Personal information
- Nickname: Bădie
- Nationality: Romanian
- Born: 1 June 1988 (age 38) Slobozia, Romania
- Height: 1.98 m (6 ft 6 in)

Fencing career
- Sport: Fencing
- Country: Romania
- Weapon: Sabre
- Hand: Right-handed
- National coach: Mihai Covaliu
- Club: CSA Steaua
- Former coach: Marin Mihăiță
- FIE ranking: current ranking

Medal record
World Championships
| Silver medal – second place | 2013 Budapest | Team |
| Bronze medal – third place | 2016 Rio de Janeiro | Team |
European Games
| Silver medal – second place | 2015 Baku | Team |
European Championships
| Bronze medal – third place | 2016 Toruń | Team |

= Alin Badea =

Romanian sabre fencer

Alin Badea (born 1 June 1988) is a Romanian sabre fencer, who won the team silver medal in the 2013 World championships.

==Biography==
Badea began fencing at age 10 at his local club, CS Slobozia, under coach Marin Mihăiță. In 2008 he transferred to CSA Steaua in Bucharest.

Badea joined Romania's national team after the 2012 Summer Olympics and the retirement of three team members. With Tiberiu Dolniceanu as captain, Romania won a bronze medal in Madrid, their first World Cup tournament with the new team. For his first participation in World Championships, Badea made it to the table of 16, defeating world champion Aleksey Yakimenko along the way, before being stopped by Hungary's András Szatmári. In the team event, Badea proved instrumental in Romania's success. He entered the last relay in the quarter-final against host Hungary on 40–44 for the opposition and gave 2012 Olympic Champion Áron Szilágyi five hits in a row to win the match. Badea also fenced the last relay in the quarter-final against Belarus and gave the decisive hit again. Romania met Russia in the final. Distanced after the third relay, they were defeated 45–38 and ended up with a silver medal.

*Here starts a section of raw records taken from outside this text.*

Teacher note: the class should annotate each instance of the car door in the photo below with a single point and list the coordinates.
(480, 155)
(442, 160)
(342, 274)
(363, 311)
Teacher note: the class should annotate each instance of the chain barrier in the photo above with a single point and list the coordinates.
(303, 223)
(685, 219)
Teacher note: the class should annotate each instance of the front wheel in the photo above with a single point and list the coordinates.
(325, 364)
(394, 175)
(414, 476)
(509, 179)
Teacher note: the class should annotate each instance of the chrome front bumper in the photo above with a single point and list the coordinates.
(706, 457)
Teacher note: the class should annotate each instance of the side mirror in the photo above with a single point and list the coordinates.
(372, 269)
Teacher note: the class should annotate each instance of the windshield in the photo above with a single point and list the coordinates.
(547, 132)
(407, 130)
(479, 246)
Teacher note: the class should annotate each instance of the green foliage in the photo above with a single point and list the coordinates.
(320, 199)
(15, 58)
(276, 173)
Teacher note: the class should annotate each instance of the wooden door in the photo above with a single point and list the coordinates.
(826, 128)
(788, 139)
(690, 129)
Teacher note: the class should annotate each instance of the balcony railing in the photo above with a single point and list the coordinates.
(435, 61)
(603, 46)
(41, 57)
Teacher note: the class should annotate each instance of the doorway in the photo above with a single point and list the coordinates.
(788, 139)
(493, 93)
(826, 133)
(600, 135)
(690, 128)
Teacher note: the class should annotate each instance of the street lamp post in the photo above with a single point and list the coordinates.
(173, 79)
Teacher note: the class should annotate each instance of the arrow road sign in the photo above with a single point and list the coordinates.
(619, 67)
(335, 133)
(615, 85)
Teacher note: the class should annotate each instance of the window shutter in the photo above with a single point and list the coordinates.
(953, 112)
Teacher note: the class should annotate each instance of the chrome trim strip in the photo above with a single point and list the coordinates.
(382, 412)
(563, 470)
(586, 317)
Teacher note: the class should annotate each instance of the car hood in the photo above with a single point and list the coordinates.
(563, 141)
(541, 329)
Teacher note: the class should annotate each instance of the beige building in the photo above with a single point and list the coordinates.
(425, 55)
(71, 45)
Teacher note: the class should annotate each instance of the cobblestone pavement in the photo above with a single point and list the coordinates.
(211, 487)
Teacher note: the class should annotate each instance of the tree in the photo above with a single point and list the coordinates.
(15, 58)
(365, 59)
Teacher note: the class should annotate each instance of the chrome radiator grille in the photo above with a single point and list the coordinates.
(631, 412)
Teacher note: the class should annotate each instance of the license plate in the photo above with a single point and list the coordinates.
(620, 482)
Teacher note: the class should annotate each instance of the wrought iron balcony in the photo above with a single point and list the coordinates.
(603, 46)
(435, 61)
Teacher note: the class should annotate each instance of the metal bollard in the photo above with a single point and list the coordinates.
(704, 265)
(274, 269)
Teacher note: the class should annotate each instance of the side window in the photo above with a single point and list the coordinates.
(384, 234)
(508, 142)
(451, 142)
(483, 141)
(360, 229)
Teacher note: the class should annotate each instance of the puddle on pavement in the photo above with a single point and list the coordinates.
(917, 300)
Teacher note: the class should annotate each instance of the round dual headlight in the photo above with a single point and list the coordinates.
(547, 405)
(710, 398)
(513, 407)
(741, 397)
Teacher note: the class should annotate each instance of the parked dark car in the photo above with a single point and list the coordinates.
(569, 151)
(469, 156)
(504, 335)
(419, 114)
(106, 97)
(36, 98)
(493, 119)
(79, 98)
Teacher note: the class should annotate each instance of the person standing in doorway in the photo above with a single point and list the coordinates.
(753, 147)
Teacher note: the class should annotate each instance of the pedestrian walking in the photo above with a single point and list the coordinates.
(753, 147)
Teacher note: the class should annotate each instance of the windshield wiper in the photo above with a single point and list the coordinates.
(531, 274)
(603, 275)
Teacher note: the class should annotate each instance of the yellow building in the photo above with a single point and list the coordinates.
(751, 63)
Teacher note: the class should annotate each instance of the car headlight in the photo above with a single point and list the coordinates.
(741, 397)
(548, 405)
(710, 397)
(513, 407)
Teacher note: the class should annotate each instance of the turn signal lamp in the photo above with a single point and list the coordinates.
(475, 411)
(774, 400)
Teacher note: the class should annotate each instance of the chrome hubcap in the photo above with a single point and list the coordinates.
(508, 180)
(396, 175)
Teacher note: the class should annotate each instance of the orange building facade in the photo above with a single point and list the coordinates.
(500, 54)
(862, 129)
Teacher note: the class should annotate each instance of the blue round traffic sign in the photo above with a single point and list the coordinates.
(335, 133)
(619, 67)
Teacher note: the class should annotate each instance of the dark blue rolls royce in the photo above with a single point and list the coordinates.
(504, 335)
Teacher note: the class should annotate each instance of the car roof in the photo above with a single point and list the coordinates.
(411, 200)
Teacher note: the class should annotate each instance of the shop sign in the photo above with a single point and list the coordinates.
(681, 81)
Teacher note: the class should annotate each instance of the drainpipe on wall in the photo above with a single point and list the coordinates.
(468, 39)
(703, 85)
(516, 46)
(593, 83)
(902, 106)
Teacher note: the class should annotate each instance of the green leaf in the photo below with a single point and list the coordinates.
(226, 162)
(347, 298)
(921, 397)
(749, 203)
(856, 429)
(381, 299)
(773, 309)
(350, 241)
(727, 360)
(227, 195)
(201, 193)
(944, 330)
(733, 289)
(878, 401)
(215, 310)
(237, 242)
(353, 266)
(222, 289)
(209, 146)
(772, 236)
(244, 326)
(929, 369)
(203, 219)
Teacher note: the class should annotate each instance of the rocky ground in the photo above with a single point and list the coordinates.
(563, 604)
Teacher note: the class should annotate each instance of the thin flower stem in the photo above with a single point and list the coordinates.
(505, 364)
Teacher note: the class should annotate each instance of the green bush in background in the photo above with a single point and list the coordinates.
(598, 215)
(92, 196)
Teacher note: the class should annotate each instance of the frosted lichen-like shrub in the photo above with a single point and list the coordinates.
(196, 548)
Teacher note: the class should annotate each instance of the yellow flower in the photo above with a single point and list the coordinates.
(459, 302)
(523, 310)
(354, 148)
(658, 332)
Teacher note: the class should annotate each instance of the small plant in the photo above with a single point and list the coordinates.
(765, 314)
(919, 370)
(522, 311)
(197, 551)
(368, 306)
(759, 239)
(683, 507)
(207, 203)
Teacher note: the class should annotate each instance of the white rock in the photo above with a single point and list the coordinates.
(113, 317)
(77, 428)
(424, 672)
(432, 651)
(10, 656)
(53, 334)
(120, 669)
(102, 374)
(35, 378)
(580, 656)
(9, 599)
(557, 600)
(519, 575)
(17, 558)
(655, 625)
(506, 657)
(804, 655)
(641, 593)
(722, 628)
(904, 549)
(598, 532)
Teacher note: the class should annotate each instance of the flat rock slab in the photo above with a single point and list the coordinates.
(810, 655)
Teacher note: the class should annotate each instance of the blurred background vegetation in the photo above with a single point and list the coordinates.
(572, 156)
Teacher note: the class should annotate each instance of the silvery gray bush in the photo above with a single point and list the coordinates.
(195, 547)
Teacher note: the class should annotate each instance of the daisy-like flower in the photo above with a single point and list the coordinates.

In the 2013–14 season Badea was stopped in the second round of the European Championships by Russia's Kamil Ibragimov, who eventually won a bronze medal. In the team event, team captain Dolniceanu and Badea got injured and Romania ended up No.5. At the World Championships, Badea reached the table of 16, where he was overcome by Korea's Gu Bon-gil. In the team event, Romania were defeated in the quarter-finals by South Korea and finished No.7. Badea ranked No.28 at the end of the season, a career best.

At the beginning of the 2014–15 season Badea pulled off a surprise win against Dolniceanu to win the Romanian national championship.